Have you ever heard of the Streisand effect? It’s when someone try to suppress the information, to end up spreading it even farther than it otherwise could have traveled.
For example: last week I might have been skeptical if you had told me that a podcaster had gotten hold of a casting script for the upcoming Tomb Raider game – a script that reveals that a Lara Croft older and lonely can dodge lasers in a “gravitational grave” and engage in a romance with another female character.
But if you too told me that the chief attorney for the Tomb Raider studio Crystal Dynamics immediately sent a DMCA takedown notice – a notice in which he asserted under penalty of perjury that the podcast infringes the studio’s intellectual property – I absolutely think that this script and those details are completely, totally real.
That’s exactly what’s been going on for the past few days (via VGC). Friday, Colin Moriarty’s Sacred Symbols Podcast contained an unusual segment featuring part of an alleged casting script for British actors reading for the role of Lara Croft herself. “They’re looking for a female in her 30s, white, five-foot-six, athletic, and a prototype of Emily Blunt, Rosamund Pike, etc,” Moriarty read.
Then he went on to read a long passage describing a possible new tone for the new game:
Lara Croft is now at the top of her game. Gone are the days of the inexperienced young woman dealing with matters of inheritance and family reckoning, Lara abandoned her childhood and fully embraced a life of adventure and purpose. His storied career was hailed in print and tabloids, great adventure stories that inspired a new generation of Tomb Raiders to seek their fortunes in the world. And with this new phase of her life, Lara has fully accepted her place among the ruins.
For many years, Lara has plumbed the depths of forgotten places, played tag and game with many infamous adversaries, and worked to discover, preserve, and protect the world’s lost secrets lest they fall between bad hands. But over the years, Lara found herself at the top alone. The start of this next chapter introduces Lara to the mostly adult problem of dealing with something too big to handle on her own in this new adventure. Lara will encounter a challenge that she can only overcome with a team by her side. Collaboration is foreign to him. She has always succeeded alone. So in this situation she is a fish out of water.
After that, her co-hosts Chris and Dustin performed the two casting scenes, featuring Lara, a woman named Tanvi, and a man named Devindra (hope I spelled correctly).

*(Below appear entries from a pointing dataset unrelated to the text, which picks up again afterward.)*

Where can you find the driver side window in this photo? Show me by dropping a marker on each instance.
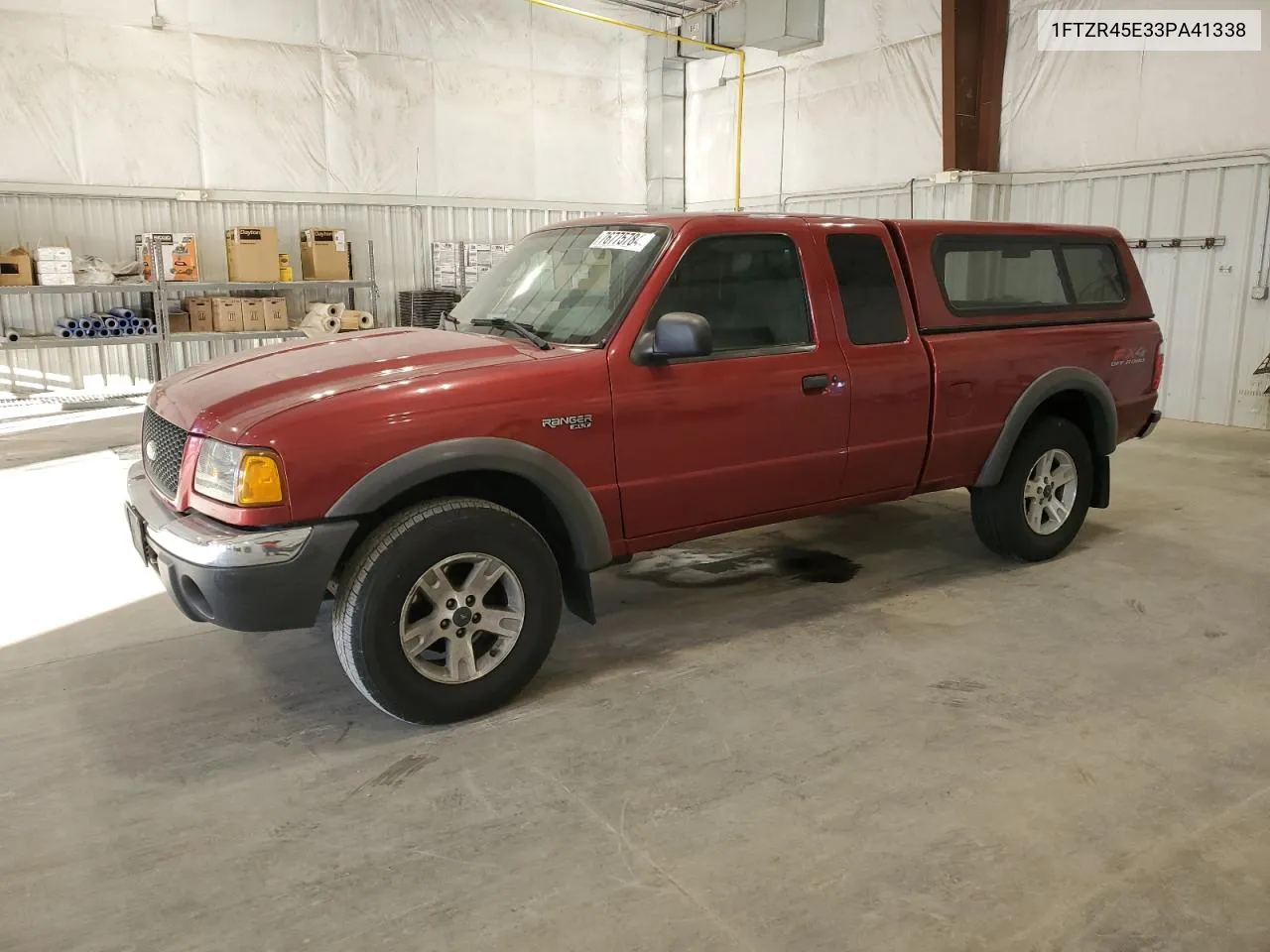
(749, 290)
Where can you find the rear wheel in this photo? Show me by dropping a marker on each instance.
(448, 612)
(1043, 497)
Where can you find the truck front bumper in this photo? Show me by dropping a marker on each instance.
(239, 579)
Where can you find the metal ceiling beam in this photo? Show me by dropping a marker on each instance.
(663, 8)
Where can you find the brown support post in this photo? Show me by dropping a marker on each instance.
(974, 61)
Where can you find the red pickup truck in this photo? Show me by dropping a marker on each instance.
(621, 385)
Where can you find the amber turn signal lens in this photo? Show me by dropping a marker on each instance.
(259, 480)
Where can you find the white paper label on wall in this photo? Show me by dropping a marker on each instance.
(622, 240)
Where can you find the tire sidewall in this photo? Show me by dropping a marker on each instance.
(375, 620)
(1051, 433)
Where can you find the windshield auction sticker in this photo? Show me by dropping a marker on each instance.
(624, 240)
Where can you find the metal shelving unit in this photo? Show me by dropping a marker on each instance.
(167, 291)
(45, 340)
(151, 341)
(231, 335)
(122, 287)
(267, 285)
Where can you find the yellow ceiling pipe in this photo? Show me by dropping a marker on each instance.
(731, 51)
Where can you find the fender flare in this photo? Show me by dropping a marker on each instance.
(558, 483)
(1049, 384)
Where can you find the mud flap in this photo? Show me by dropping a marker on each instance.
(578, 597)
(1101, 498)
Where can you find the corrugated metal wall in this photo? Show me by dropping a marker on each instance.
(1215, 333)
(105, 227)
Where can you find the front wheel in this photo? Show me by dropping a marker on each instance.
(448, 611)
(1043, 497)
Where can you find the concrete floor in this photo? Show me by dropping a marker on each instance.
(943, 753)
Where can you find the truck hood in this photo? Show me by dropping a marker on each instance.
(226, 398)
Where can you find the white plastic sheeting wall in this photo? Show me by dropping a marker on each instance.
(1214, 333)
(488, 99)
(860, 109)
(402, 236)
(1078, 109)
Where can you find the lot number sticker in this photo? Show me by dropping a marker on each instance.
(622, 240)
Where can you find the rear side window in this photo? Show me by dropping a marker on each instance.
(1024, 275)
(1095, 272)
(866, 284)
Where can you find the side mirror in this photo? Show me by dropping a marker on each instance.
(677, 334)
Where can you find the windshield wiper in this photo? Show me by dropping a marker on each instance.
(504, 324)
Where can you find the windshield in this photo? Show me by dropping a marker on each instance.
(567, 286)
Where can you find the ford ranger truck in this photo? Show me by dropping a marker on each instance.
(621, 385)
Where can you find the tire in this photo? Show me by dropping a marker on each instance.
(1000, 512)
(386, 587)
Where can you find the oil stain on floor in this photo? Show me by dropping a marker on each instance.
(688, 567)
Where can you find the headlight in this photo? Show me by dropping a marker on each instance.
(238, 476)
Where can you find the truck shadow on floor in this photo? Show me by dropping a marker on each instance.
(749, 584)
(187, 699)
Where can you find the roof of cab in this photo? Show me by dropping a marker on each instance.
(911, 226)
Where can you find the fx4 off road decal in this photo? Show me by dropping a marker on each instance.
(581, 421)
(1125, 356)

Finally, Moriarty reads a note stating that the wanted actress may have “romantic scenes with another female character”, but that “there is no nudity or simulated sex”.
All of this was apparently enough to push Square Enix’s Crystal Dynamics to send the DMCA takedown notice the same day – but not to Moriarty, but rather to the Patreon page where subscribers support his podcast, directly threatening his source of income.
On Monday afternoon, Patreon sent out the DMCA notice, and after spending $1,000 consulting with his own attorney and time with Patreon’s legal team, Moriarty says he decided to remove that specific segment from the podcast. – although he thinks it was probably an act of journalism. “I didn’t steal it, I didn’t ask for it, I didn’t buy it,” he told listeners. in a follow-up video about the DMCA takedown. “I was acting on the understanding that this was fair use, it’s of huge public interest.”
I obtained a copy of the original DMCA notice from Moriarty. Although it’s vague on what exactly Crystal Dynamics is challenging, there aren’t many possibilities. Even the YouTube version of the mostly audio podcast has no visuals that would belong to Square Enix, no logos and no images of Lara, not even transformative images. It’s just audio. “I read maybe 2/5 of the cover, usually verbatim, and then we played the two scenes that were given to me,” Moriarty tells me. Removing that audio was enough to satisfy Patreon’s legal team, he says.
Moriarty also says he doesn’t blame Patreon for not wanting to push back. “I’m not mad at them in this situation, nor to blame them.” But neither does he want to be himself a “martyr of freedom of expression”.
“I personally think we could do a ‘fair use’ piece, both in topical awareness and in our interpretation of the script, but I don’t have the time, the means or the energy. to fight, and I don’t want to open us up to any more trouble. Easier to capitulate, unfortunately, which – if I may be conspiratorial – seems to be the point in these cases. I’m a person who runs a business at from my house; Square Enix is, well, Square Enix,” he tells me.
Richard Hoeg, a lawyer who covers these kinds of issues in his own virtual legality podcast (and also has his own Patreon), joined Moriarty in the follow-up video. He explained that it is difficult to say what may or may not be considered fair use.
“If it’s the design document […] that you read aloud in your video, it will give the other party more leverage to sue for infringement,” Hoeg suggested, while retaining the idea that it might be fair use. . He concludes that you can’t really tell until there’s a verdict in court – and Sacred Symbols have made it clear they don’t want to fight to find out.
Still, the Sacred Symbols podcast doesn’t completely cave to what they assume are Square Enix’s demands. The original unedited version of the podcast will remain on YouTube and their free podcast feeds until Square Enix takes action there as well.
Square Enix did not respond to a request for comment.